The Shore Club is most definitely a resort escape, but the project itself is a real estate play in disguise. All of the 38 units, which are then subdivided to create the 110 rooms, are for sale, and since opening, around 85 percent of the units have been sold. “We are designed as an upfront real estate game, and then figuring out how you make it run as a hotel afterwards,” Hartling said.
“With a hotel, there’s only one thing that values it—the cash flow—and there’s only one way to sell it—as a whole hotel. Here, the individual investor can say, ‘You know what, I actually see some growth in real estate.’
“We take a model where the cash flow alone for the investment is not enough, but when we can add capital appreciation and personal usage, it works.”
When owners aren’t occupying their units, they are rented out, with revenue split 50/50.
The development is a study in Barbadian modern luxury style. The hotel is also stealthy laid out: Hartling and Miami-based architecture firm RAD purposely curved all the resort’s walkways so that guests can never see more than 30 feet in front of them, giving the property a serpentine effect.
Absent of The Shore Club—and for the vast majority of Turks & Caicos hotels—is a hard brand. To Hartling, it’s a simple matter of dollars and sense. “We use what would be brand dollars and convert those into marketing dollars,” Hartling said. “I’m not saying the brands aren’t viable here, I just think conventional hotels without a residential component have been a harder thing to get financed and to get institutional investors to support. That narrows down how many brands necessarily want to be in the space, and understand the space.”
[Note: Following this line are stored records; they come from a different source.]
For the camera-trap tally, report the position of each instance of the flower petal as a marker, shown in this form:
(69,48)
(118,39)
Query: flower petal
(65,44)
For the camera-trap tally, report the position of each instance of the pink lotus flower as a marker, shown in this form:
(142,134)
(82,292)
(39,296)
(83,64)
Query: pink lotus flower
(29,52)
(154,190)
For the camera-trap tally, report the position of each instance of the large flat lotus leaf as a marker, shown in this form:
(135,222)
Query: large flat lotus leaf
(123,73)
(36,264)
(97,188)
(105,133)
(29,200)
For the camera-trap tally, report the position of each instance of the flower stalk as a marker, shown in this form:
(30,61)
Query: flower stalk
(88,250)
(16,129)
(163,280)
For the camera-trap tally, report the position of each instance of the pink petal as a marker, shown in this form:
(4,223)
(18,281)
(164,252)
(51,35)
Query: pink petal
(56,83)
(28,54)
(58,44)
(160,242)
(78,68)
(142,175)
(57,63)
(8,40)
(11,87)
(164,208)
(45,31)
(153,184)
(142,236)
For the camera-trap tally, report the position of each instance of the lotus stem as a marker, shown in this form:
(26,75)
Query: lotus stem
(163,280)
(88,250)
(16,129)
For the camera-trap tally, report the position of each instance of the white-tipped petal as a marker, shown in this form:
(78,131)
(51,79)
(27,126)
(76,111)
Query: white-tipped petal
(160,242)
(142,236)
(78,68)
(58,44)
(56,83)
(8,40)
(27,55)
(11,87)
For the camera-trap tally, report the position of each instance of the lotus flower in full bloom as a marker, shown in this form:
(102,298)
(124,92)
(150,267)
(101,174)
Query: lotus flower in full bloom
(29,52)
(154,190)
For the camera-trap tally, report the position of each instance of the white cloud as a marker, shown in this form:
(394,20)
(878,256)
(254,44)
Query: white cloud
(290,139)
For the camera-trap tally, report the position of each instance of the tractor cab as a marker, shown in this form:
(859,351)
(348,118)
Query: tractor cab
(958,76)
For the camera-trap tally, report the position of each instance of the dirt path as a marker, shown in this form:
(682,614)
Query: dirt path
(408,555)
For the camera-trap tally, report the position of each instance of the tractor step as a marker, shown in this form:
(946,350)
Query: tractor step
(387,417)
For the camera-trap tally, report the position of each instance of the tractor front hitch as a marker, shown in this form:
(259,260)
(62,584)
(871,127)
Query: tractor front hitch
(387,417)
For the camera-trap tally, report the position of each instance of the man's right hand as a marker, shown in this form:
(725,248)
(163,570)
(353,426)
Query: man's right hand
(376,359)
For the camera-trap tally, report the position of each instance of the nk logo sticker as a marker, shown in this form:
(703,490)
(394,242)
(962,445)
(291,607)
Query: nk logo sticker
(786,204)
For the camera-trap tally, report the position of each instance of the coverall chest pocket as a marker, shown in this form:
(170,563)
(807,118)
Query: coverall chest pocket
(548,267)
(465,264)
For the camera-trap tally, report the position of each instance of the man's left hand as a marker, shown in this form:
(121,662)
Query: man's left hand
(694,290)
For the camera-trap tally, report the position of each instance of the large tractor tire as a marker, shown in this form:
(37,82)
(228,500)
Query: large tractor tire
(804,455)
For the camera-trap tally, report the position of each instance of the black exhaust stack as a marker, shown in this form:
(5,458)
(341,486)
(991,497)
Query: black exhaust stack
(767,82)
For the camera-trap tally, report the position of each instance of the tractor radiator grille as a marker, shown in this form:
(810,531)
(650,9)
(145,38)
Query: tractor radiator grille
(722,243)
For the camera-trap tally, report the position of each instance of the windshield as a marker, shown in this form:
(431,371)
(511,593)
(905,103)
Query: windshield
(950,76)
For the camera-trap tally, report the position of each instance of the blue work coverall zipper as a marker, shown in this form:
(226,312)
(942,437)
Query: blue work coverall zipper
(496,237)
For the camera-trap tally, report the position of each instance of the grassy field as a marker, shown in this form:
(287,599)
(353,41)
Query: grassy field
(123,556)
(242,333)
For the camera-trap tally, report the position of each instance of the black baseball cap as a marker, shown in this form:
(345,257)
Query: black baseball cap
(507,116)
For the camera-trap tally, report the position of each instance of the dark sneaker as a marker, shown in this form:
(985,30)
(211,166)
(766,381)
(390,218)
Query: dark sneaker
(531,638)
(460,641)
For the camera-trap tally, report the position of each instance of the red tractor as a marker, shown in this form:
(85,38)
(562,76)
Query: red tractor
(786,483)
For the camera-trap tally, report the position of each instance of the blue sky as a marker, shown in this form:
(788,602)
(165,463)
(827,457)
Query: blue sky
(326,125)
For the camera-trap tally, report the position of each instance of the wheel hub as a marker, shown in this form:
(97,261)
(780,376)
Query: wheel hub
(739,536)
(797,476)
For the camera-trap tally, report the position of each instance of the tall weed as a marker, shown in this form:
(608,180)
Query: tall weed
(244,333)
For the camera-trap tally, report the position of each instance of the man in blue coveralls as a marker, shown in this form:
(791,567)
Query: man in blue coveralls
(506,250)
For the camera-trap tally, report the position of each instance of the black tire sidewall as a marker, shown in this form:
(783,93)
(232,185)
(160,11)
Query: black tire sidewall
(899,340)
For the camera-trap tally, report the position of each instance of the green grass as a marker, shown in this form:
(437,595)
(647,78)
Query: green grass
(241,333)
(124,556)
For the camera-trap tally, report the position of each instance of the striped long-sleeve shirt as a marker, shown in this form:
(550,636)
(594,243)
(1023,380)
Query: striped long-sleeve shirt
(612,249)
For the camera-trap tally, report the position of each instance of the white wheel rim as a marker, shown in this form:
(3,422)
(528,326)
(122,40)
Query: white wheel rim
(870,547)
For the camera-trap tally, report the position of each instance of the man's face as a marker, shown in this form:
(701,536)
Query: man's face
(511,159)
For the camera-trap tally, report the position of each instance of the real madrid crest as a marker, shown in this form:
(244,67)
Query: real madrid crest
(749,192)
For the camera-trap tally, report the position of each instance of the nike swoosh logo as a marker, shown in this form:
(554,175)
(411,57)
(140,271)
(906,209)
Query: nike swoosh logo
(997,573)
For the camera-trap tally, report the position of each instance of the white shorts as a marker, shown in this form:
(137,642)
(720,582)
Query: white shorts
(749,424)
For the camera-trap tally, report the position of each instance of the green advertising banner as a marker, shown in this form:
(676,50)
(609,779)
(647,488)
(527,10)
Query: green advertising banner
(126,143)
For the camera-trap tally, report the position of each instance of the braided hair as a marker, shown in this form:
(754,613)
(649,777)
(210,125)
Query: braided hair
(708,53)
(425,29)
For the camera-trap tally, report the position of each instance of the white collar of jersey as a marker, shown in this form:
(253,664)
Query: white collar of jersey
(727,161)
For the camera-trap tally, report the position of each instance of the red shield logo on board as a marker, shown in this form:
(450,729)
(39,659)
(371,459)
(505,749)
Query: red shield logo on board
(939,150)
Hartling admits that is changing (a new Ritz-Carlton is in the works). “As the brands wrap themselves around the fact that these are proven concepts, then you’re going to see more. It’ll be the next progression, but the Caribbean is not an easy spot to come in and throw down standard operating procedures.
A perfectionist with three resorts under his belt, Hartling hasn’t yet committed to his next project. “I tell the team, I’d sooner do five resorts and have them all succeed than to do six and have one fail,” he said.